-
Notifications
You must be signed in to change notification settings - Fork 6
Description
Describe the bug
The Chrome Web Store version (2.3.0) has incorrect host permissions in manifest.json, causing CSS injection to fail on HTTP websites. The deployed version contains "host_permissions": ["https:///"] instead of the correct "host_permissions": ["<all_urls>"] that exists in the repository code.
To Reproduce
Steps to reproduce the behavior:
- Install Text Spacing Editor from Chrome Web Store (version 2.3.0)
- Navigate to any HTTP website (e.g., http://example.com or http://localhost:3000)
- Click on the extension icon and toggle it ON or adjust any slider
- Open Service Worker console (go to chrome://extensions/, enable Developer mode, click "service worker" under Text Spacing Editor)
- See error: "Cannot access contents of the page.

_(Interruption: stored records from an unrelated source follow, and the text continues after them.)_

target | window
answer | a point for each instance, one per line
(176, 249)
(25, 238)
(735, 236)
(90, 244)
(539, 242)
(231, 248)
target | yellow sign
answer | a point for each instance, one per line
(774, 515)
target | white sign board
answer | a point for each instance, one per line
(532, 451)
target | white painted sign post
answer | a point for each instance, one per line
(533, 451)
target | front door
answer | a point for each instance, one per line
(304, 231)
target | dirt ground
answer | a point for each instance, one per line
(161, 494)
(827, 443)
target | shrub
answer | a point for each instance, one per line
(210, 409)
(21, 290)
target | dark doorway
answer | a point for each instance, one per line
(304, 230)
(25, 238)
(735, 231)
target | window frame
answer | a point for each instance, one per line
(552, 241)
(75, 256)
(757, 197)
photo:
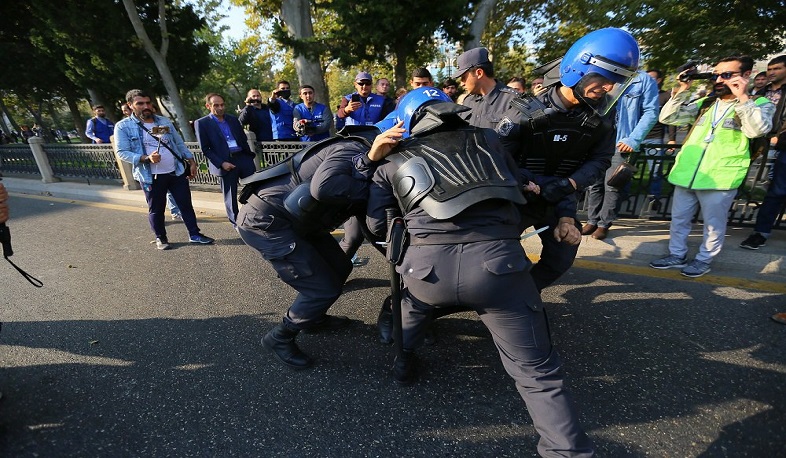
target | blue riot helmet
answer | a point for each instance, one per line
(600, 66)
(389, 121)
(413, 101)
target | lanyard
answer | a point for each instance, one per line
(715, 120)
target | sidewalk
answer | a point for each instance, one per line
(631, 242)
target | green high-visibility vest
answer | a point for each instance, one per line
(716, 159)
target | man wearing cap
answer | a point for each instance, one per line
(488, 98)
(363, 107)
(450, 87)
(281, 113)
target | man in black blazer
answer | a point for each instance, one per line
(225, 145)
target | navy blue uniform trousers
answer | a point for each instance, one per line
(314, 264)
(491, 278)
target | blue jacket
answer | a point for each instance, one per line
(129, 139)
(97, 129)
(214, 145)
(637, 110)
(281, 115)
(258, 121)
(321, 120)
(370, 112)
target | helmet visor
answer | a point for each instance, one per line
(599, 92)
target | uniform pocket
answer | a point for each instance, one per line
(291, 269)
(507, 264)
(418, 272)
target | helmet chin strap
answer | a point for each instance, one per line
(592, 103)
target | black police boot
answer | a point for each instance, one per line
(281, 340)
(328, 323)
(385, 323)
(405, 368)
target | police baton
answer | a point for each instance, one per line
(395, 245)
(5, 241)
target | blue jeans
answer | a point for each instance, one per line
(155, 194)
(604, 201)
(774, 199)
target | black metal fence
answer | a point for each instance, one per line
(18, 159)
(648, 195)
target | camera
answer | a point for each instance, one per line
(690, 72)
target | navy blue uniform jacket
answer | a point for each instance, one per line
(215, 148)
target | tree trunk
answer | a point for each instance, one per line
(79, 121)
(43, 128)
(159, 58)
(296, 14)
(478, 24)
(8, 116)
(400, 68)
(96, 98)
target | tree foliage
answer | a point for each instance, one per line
(671, 32)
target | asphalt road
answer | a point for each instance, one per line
(129, 351)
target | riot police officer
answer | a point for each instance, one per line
(564, 140)
(458, 192)
(288, 218)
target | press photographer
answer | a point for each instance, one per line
(311, 120)
(256, 116)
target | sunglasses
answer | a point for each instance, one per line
(724, 75)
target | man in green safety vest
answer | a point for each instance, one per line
(714, 159)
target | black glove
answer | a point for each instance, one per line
(556, 190)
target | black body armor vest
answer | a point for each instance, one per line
(446, 172)
(555, 143)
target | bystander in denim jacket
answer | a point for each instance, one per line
(130, 147)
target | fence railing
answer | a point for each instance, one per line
(649, 194)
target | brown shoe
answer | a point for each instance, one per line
(600, 233)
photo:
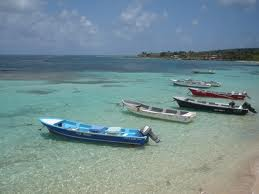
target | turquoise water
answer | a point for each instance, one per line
(202, 154)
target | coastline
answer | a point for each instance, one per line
(179, 59)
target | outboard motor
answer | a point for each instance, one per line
(148, 132)
(249, 107)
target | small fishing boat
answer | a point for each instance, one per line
(228, 95)
(230, 108)
(212, 83)
(190, 83)
(97, 133)
(159, 113)
(204, 71)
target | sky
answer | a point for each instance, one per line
(111, 27)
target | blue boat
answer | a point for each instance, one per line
(97, 133)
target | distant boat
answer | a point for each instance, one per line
(212, 83)
(159, 113)
(96, 133)
(213, 94)
(204, 71)
(230, 108)
(190, 83)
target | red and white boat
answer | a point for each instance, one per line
(229, 95)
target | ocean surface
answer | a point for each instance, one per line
(203, 155)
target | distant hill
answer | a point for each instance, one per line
(244, 54)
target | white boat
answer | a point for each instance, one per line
(159, 113)
(212, 83)
(190, 83)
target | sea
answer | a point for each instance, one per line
(206, 155)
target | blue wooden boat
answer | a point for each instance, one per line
(97, 133)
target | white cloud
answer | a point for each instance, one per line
(165, 14)
(20, 5)
(179, 30)
(135, 19)
(204, 7)
(245, 3)
(27, 24)
(195, 22)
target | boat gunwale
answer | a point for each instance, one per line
(149, 110)
(91, 133)
(215, 105)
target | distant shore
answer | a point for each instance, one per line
(240, 55)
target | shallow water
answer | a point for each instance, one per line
(201, 154)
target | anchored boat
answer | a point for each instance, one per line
(97, 133)
(190, 83)
(159, 113)
(203, 71)
(212, 83)
(229, 95)
(230, 108)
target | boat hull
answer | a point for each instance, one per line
(203, 93)
(174, 118)
(207, 108)
(191, 85)
(95, 137)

Extension manifest must request permission to access the respective host."
When building from the repository source locally and follow the same steps above, the extension works correctly on all URLs.
Expected behavior
The extension should successfully inject CSS and apply text spacing changes on all websites including HTTP sites and localhost, just as it does on HTTPS sites.
Desktop (please complete the following information):
- OS: Windows 11
- Browser: Google Chrome
- Version: 143.0.7499.193
Additional context
Investigation shows the repository's package.json correctly specifies "host_permissions": ["<all_urls>"] (lines 46-48), which was fixed in PR #25 (commit 066fb38). However, the Chrome Web Store version labeled 2.3.0 appears to have been built before this fix was applied.
To verify: Install Chrome Web Store version → chrome://extensions/ → Developer mode → Open service worker console → Run chrome.runtime.getManifest().host_permissions → Returns ["https:///"] instead of ["<all_urls>"]
Suggested fix
Republish to Chrome Web Store with a fresh build from current main branch (version 2.3.1 or 2.4.0).